How HMRC costs us 90 hospitals through complexity

There’s a good article in the Guardian by Polly Toynbee today, illustrating the chaotic effects of politically influenced short term-ism on systems. The official estimate (i.e. lowest, most optimistic level) of missed revenue on tax collection is £35bn but it could range as high as £100bn. The entire HMRC costs £3.5bn to operate yet their system generates 10 times as much again in effective failure demand.

£35bn is about the cost to build 90 hospitals. It’s a third of the NHS Budget. We could give all 450,000 full time teachers in England a £12k raise to £50k (similar to average newly qualified accountants/solicitors) so they’re paid like the professionals de-facto developing the next generation should be – and still have enough leftover to give all 2.3 million unemployed a £5k grant to start a business.

Take one look at a self-assesment form and it’s no wonder the system is rife with potential for misery and manipulation, never mind what a corporate tax adviser can do with it.
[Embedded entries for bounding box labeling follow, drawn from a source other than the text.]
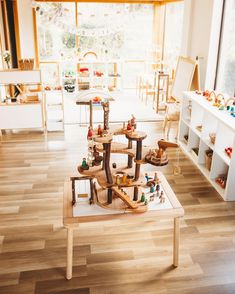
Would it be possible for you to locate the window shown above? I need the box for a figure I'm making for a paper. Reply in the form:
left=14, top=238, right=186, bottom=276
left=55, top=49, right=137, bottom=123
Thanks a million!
left=163, top=2, right=184, bottom=68
left=216, top=0, right=235, bottom=96
left=37, top=2, right=76, bottom=61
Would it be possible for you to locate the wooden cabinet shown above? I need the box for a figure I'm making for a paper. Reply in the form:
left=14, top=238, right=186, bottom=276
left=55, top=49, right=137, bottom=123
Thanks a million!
left=179, top=92, right=235, bottom=200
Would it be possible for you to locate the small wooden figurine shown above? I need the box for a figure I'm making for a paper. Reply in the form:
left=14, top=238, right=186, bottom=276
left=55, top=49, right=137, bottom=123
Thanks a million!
left=87, top=127, right=93, bottom=140
left=131, top=114, right=136, bottom=130
left=126, top=120, right=132, bottom=131
left=97, top=125, right=103, bottom=137
left=149, top=194, right=154, bottom=201
left=140, top=192, right=146, bottom=202
left=116, top=175, right=121, bottom=185
left=160, top=191, right=166, bottom=203
left=93, top=145, right=103, bottom=166
left=154, top=173, right=159, bottom=182
left=122, top=173, right=127, bottom=184
left=144, top=173, right=150, bottom=182
left=81, top=157, right=89, bottom=170
left=150, top=184, right=155, bottom=193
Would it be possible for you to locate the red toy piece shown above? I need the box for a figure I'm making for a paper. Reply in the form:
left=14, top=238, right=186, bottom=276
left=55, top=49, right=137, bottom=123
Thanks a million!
left=87, top=127, right=93, bottom=140
left=224, top=147, right=233, bottom=157
left=97, top=125, right=103, bottom=136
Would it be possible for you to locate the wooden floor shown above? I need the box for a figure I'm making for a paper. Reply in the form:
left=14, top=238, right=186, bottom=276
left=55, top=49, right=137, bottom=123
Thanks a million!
left=0, top=123, right=235, bottom=294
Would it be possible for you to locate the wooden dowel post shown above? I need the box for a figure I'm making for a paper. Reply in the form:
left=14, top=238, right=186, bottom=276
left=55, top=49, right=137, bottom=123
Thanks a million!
left=90, top=179, right=94, bottom=204
left=127, top=139, right=133, bottom=168
left=173, top=217, right=180, bottom=267
left=135, top=140, right=142, bottom=181
left=103, top=143, right=113, bottom=184
left=89, top=100, right=93, bottom=128
left=133, top=186, right=138, bottom=201
left=107, top=188, right=113, bottom=204
left=66, top=227, right=73, bottom=280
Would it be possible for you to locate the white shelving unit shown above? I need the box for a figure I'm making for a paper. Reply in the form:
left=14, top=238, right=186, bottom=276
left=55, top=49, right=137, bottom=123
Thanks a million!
left=179, top=92, right=235, bottom=201
left=0, top=69, right=45, bottom=136
left=76, top=60, right=122, bottom=90
left=45, top=90, right=64, bottom=131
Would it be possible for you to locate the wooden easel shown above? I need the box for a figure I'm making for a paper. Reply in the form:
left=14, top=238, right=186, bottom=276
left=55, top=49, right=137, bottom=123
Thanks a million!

I’m sure a big part of why taxes are so complex and high is the inevitable overhead in simply maintaining a system so horrifically complex and impenetrable. When the head of the National Audit Office says “Reducing running costs by £1.6 billion over four years is a big challenge for HMRC“, it seems like ripping out complexity would make that rather trivial.

Moral of the story: If it’s simple, it’s hard to game. It’s hard to get wrong, fake, cock-up, cover-up and miss mistakes that cost yet more in failure. If it’s simple, it’s easier to operate. It’s easier to teach, support, use, improve, scale, monitor and measure. Simple resists meddling. Simple is powerful.

Engineering Simple into a system isn’t easy, but it’s so powerful when you can achieve it : 90 hospitals powerful.